L'unica certezza è che Giorgio Napolitano non è disponibile per un bis. Continuano, comunque, le dichiarazioni democrat sulla necessità di un nome condiviso. Alle quali si unisce Mario Monti che assicura l'impegno per una elezione con il «consenso più ampio possibile», facendo balenare un no a Romano Prodi e annunciando che non farà il leader politico di Scelta Civica.

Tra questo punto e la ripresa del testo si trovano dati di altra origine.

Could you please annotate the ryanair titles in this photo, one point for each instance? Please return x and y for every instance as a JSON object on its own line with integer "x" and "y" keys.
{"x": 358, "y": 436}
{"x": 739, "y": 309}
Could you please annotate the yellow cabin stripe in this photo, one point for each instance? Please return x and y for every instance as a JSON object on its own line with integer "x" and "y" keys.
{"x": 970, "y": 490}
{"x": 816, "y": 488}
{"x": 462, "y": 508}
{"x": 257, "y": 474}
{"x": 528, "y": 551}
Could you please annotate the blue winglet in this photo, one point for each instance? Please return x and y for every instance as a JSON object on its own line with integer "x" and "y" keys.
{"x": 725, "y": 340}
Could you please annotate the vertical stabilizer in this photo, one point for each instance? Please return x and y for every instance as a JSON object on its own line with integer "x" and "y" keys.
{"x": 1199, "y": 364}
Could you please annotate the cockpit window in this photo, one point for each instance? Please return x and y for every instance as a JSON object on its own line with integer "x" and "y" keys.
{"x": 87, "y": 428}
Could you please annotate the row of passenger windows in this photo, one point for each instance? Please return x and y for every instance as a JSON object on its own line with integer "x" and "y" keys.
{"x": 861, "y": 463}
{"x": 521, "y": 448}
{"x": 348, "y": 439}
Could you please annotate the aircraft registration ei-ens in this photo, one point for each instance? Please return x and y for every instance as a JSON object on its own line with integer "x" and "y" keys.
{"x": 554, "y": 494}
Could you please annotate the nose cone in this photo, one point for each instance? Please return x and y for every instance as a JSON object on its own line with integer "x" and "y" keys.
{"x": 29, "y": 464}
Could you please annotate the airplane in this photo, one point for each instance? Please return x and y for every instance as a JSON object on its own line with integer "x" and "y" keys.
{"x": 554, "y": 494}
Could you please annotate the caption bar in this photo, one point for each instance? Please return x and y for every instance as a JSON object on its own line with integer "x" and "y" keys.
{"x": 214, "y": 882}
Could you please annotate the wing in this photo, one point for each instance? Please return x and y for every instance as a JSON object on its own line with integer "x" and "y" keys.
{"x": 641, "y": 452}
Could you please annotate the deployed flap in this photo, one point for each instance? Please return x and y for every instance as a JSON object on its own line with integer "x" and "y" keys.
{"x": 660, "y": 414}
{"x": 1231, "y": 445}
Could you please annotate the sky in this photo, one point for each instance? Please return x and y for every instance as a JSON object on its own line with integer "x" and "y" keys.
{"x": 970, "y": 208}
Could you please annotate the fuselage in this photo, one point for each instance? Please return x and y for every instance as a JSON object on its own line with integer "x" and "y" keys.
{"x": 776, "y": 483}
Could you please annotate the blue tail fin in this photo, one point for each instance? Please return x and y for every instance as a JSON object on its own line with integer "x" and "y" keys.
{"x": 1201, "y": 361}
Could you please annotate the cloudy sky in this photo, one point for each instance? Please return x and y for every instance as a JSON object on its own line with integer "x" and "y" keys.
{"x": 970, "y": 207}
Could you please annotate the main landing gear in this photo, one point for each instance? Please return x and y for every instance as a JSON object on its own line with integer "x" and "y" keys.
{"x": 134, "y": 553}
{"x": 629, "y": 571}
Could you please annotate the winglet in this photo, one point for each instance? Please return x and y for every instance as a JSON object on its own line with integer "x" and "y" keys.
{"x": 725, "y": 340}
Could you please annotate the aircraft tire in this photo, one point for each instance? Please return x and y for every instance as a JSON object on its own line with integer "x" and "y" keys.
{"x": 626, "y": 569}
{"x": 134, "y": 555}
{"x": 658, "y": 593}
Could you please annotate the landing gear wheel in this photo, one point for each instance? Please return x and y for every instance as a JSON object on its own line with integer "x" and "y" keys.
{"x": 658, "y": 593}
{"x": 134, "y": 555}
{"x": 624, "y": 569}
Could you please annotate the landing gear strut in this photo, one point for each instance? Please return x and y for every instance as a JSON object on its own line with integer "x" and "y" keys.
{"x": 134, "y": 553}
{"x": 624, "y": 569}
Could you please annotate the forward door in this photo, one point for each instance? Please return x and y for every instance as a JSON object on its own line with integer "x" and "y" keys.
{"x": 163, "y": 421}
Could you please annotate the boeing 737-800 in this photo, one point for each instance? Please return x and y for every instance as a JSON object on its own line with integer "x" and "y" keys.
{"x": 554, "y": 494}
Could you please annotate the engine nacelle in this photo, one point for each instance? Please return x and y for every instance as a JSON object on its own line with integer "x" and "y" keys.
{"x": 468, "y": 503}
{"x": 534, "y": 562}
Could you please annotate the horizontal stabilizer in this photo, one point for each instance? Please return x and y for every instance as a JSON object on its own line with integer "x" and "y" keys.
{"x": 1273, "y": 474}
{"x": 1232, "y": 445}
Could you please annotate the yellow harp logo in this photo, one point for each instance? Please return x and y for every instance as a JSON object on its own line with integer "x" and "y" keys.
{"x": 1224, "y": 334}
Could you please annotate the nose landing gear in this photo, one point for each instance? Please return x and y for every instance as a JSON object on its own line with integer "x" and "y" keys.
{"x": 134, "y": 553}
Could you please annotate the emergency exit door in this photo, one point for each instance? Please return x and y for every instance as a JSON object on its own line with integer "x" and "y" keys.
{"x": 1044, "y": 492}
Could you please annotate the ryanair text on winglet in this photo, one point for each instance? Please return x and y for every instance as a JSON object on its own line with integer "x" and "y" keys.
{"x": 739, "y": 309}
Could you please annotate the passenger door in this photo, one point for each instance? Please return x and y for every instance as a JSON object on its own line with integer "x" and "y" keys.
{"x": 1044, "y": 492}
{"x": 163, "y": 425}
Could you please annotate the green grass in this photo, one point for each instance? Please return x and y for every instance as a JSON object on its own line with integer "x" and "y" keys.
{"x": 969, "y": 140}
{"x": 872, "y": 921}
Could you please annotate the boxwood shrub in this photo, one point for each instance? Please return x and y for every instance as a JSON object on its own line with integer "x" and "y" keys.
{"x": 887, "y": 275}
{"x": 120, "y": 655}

Silenziosi invece i grillini sul versante Quirinale. Ma Beppe Grillo è tornato ad attaccare: «I partiti «cialtroni» tengono in scacco il Parlamento, senza vergogna, mentre l'Italia brucia». Anzi, come «extrema ratio» per «disinnescare» il M5S potrebbero riportare il Paese alle urne. È quasi una tirata da campagna elettorale, quella che Beppe Grillo mette nero su bianco sul suo blog. Mentre alle orecchie dei suoi parlamentari giungono con sempre più insistenza le doglianze di quei cittadini che iniziano a credere che i 5 Stelle potrebbero fare di più.
Oggi con il secondo turno delle «Quirinarie» il M5S sceglierà il suo nome per la presidenza della Repubblica. Ma la comparsa di Romano Prodi (e Emma Bonino) nella rosa di dieci tra i quali si sceglierà, infiamma il dibattito interno al Movimento. Parlamentari e non, fanno «campagna elettorale» contro il padre dell'euro, considerato un «impresentabile». Ma il nome dell'ex premier potrebbe rispuntare in Parlamento, alla quarta votazione per il capo dello Stato. A quel punto, i 5 Stelle dovranno decidere, a maggioranza, se votare Prodi insieme al Pd. Con il rischio di spaccarsi.